When scheduling tasks in a cluster, a scheduler must consider the task’s requirements on all the resources in order to maximize the task throughput and speed up job completion. If a task is given a lot of one resource but less of another, then it takes longer to finish and this is inadequate.
The authors show that existing schedulers have a limited ability to pack tasks because they typically consider just one of the CPU and memory resources, ignoring network and disk requirements. They also typically allocate these resources based only on fairness. They show that this can lead to resource over-allocation or fragmentation which delays job completion and increase makespan.
Approach
The problem of efficiently allocating multiple resources to tasks is similar to the multi-dimensional bin packing problem, but with some important differences such as the need to accommodate varying task requirements, task elasticity (tasks can function with less than peak demand), online arrival of jobs in the cluster, dependencies between tasks, and other cluster activity such as evacuation and ingestion of new data.
The authors present Tetris, a cluster scheduler that aims to solve this problem, and which packs tasks to machines based on their requirements along multiple resources. Tetris adaptively learns task requirements and monitors available cluster resources and uses a packing heuristic to select a task to machine allocation that improves makespan. Tetris also uses a multi-resource version of the smallest remaining time (SRTF) to reduce the average job completion time.
The authors show that prior work on pareto-efficient and work conserving fair allocations do not necessarily yield the best completion time and makespan. They demonstrate that with a little unfairness, much better performance can be achieved in resource schedulers and expose this trade-off with a knob.
Tetris is incorporated into the Yarn framework in Hadoop. It estimates task demands from previous executions of the job and previously completed tasks in the job, and also uses resource trackers to monitor available resources at each node. Performance evaluations show that Tetris improves makespan and job completion by 30% in deployment and up to 40% in simulations over Facebook traces.
Strengths & Weaknesses and Possible Follow-Up Ideas
The paper is well-written, with detailed discussions of the background and problem to be solved which aids understanding of the paper.

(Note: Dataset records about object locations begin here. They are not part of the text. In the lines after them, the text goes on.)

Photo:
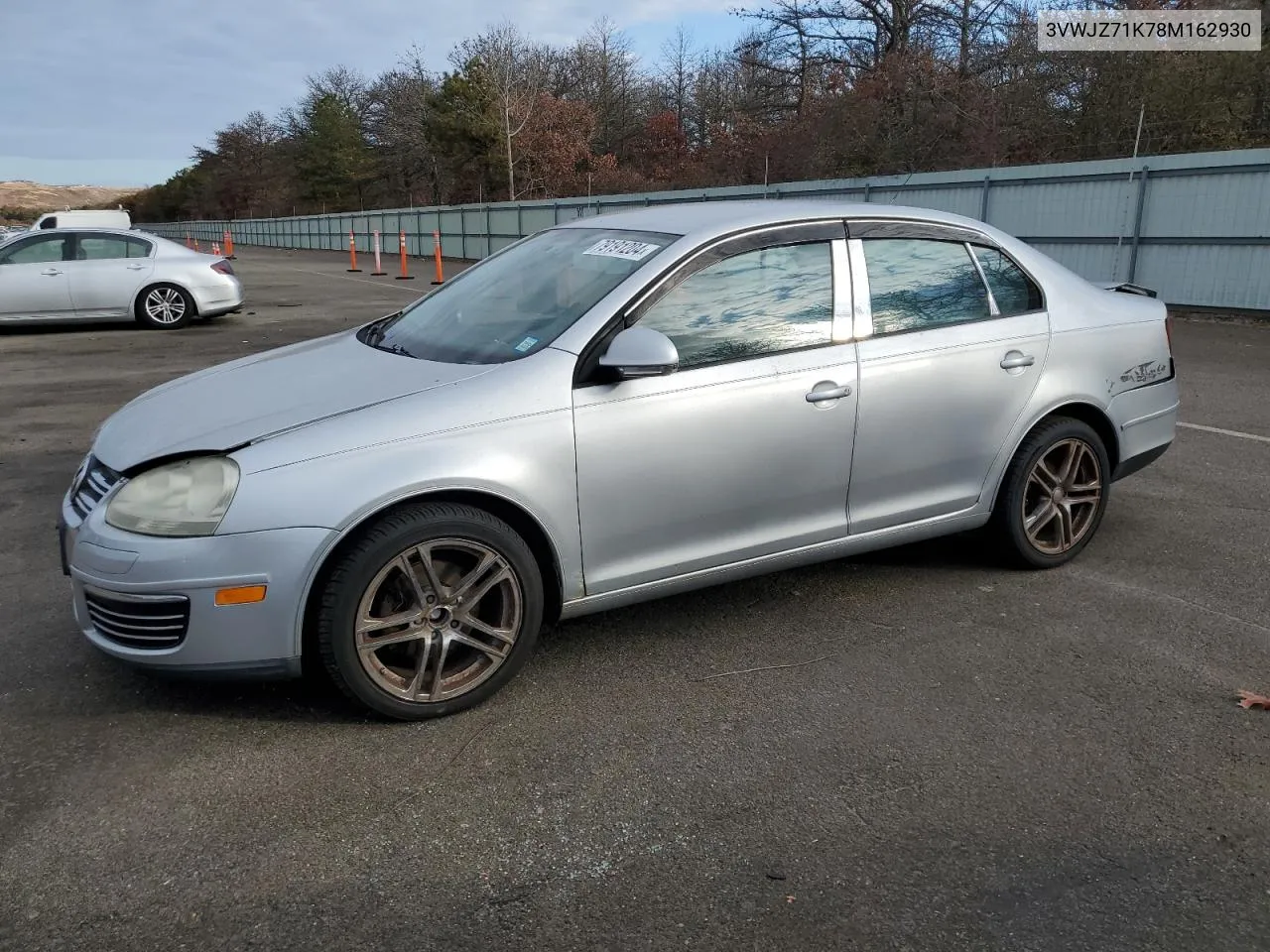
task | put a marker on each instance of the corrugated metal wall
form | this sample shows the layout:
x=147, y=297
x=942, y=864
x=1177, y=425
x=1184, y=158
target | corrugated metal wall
x=1196, y=227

Tetris runs a resource tracker process on each node which then reports to a central resource manager that handles scheduling. This leads to a central point of failure and possible performance bottleneck for the entire system. Evaluating how this part of the system scales with increasing cluster size is a possible follow-up idea. Also, while this estimation can work well for most tasks, it may not work so well for tasks with varying resource demands and usage over the course of their execution.